Kültür/Sanat Haberleri —

“Im Toten Winkel” filmi ve Ayşe Polat

“Im Toten Winkel” filmi ve Ayşe Polat

  • Bu yıl 73.’sü düzenlenen Berlin Film Festivali’nde Kürt kadın yönetmenler de filmleriyle dikkat çekiyor. Malatyalı Ayşe Polat “Im Toten Winkel” yani “Kör Noktada” filmiyle Amnesty ödülleri için yarışıyor. Helin Çelik ile Êzîdî kadın yönetmen Milena Aboyan da filmleriyle dikkat çekiyor.

SUSAN WEINBLATT/BERLİN

Malatya’da doğan ve Almanya’da yaşayan Kürt yönetmen Ayşe Polat’ın “Im Toten Winkel” filmi Berlinale Film Festivali’nde izleyici ile buluştu. Kaçıranlar 26 Şubat Pazar günü filmi son kez görme şansını yakalayacak.

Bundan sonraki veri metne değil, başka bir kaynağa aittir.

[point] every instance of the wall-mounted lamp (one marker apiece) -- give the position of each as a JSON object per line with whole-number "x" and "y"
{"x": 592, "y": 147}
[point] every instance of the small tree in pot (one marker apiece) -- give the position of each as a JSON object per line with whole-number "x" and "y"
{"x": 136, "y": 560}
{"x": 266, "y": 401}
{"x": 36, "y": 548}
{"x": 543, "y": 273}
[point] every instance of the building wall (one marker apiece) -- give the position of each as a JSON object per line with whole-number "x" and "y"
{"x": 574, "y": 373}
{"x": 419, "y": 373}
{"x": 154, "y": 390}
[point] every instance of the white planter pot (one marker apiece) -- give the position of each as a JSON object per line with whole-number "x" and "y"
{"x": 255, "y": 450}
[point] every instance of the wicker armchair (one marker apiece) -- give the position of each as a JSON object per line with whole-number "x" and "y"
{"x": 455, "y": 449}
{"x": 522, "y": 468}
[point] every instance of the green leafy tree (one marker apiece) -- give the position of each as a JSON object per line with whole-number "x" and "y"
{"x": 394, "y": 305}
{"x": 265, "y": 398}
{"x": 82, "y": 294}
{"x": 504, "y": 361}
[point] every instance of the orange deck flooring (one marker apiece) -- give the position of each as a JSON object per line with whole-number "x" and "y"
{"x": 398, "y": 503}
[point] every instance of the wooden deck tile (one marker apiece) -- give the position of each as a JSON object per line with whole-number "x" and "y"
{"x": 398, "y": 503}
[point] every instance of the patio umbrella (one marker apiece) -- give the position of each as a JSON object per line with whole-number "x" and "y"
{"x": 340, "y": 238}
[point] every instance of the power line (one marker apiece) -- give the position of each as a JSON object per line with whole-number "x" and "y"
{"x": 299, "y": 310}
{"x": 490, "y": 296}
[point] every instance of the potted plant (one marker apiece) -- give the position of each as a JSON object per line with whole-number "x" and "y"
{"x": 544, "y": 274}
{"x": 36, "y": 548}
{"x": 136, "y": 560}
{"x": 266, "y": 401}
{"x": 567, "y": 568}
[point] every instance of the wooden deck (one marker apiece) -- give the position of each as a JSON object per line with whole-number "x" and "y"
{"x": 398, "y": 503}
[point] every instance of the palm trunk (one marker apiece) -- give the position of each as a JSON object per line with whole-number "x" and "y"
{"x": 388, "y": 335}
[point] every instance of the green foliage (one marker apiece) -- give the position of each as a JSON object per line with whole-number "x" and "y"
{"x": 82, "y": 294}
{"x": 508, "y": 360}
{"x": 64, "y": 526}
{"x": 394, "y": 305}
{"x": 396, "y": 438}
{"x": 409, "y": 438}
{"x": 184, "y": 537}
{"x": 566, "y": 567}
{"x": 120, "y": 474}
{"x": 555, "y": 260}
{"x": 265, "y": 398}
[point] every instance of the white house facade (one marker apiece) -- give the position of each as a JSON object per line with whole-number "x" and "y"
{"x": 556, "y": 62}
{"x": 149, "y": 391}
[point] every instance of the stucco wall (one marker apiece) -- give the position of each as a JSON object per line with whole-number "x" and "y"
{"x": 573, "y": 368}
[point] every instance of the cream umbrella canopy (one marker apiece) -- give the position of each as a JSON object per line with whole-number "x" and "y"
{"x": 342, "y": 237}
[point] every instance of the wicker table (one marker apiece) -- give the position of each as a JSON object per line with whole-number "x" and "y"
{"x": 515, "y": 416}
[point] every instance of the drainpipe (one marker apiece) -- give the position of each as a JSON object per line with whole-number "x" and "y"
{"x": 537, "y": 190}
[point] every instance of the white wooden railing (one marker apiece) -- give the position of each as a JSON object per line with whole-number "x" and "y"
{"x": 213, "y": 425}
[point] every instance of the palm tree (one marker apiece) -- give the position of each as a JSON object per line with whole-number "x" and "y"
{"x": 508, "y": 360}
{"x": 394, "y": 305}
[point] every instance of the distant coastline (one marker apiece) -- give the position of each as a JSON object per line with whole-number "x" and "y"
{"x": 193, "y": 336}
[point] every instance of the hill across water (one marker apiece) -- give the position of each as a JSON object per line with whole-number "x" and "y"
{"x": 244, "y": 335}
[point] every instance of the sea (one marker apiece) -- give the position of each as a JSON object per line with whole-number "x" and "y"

Berlin Okulu’nun temsilcilerinden sayılan Ayşe Polat’ın “En Garde” isimli filmi 2004 yılında katıldığı Locarno Film Festivali’nden sonra büyük ses getirmişti. Yönetmenin son filmi “Im Totel Winkel” yani “Kör Noktada” yeni bir konu ve tarzla seyirci karşısına çıkıyor. Film, üç ayrı bölümden oluşuyor. Birinci bölümde Almanya’dan gelen belgesel ekibinin doksanlarda gözaltında kayıp ve faili meçhuller hakkında bir film yaptığını ve Baran ismindeki yeşil gözlü, oğlu kaybedilen Hatice anne ile röportaj yaptıklarını görüyoruz. İkinci bölümde, hem belgesel ekibinin hem de belgesel için röportaj yapılacak karakterlerden birisi olan Kürt avukat Eyüp’ün peşinde olan kötü karakterleri daha yakından tanıma şansımız oluyor. Bunlar günümüzün JİTEM’i gibi tipler. Üçüncü bölümde ise bu tiplerin kendi içerisindeki hesaplaşmaları farklı bakış açısından gösterilerek hikayenin karanlıkta kalan kısımları tamamlanıyor. Bütün bu anlatılara paralel olarak ise belgesel ekibine çevirmenlik yapan Leyla’nın komşusunun küçük kızı Melek, Melek’in gördükleri ve kameraya bakışı filme ana yapısını veriyor.

Siyasi bir gerilim filmi

Gerilim türünü siyasi konularla akıllıca birleştiren film, filmin ardından uzun süre içerisinden çıkamayacağınız karanlık bir his yaratıyor. Bunda başarılı oyunculukların da payı bulunuyor. Ancak aynı hikayeyi farklı bakış açılarından izlerken çok sık tekrarlara düşüldüğü de bir gerçek. Ortada çok fazla “gaze” yani “bakış” var, bir yönetmenin kamerasından gördüğümüz bakış, Alman belgesel ekibinin kamerasından gördüğümüz, JİTEM’cilerin gözünden gördüğümüz, onlardan birini izleyen diğer gizli kamera ile Melek ve onun kameraya geri bakışları. Bu farklı perspektiflerden hikayenin farklı yanlarının aydınlatılması çok iyi bir yöntemken, yer yer aynı karelerin kullanılmasıyla amacından uzaklaşabiliyor. Bütün bunlara rağmen Melek’in gördüğü ve bizim göremediğimiz hakikat ise filmin adından da anladığımız “kör noktada” kalan hakikat.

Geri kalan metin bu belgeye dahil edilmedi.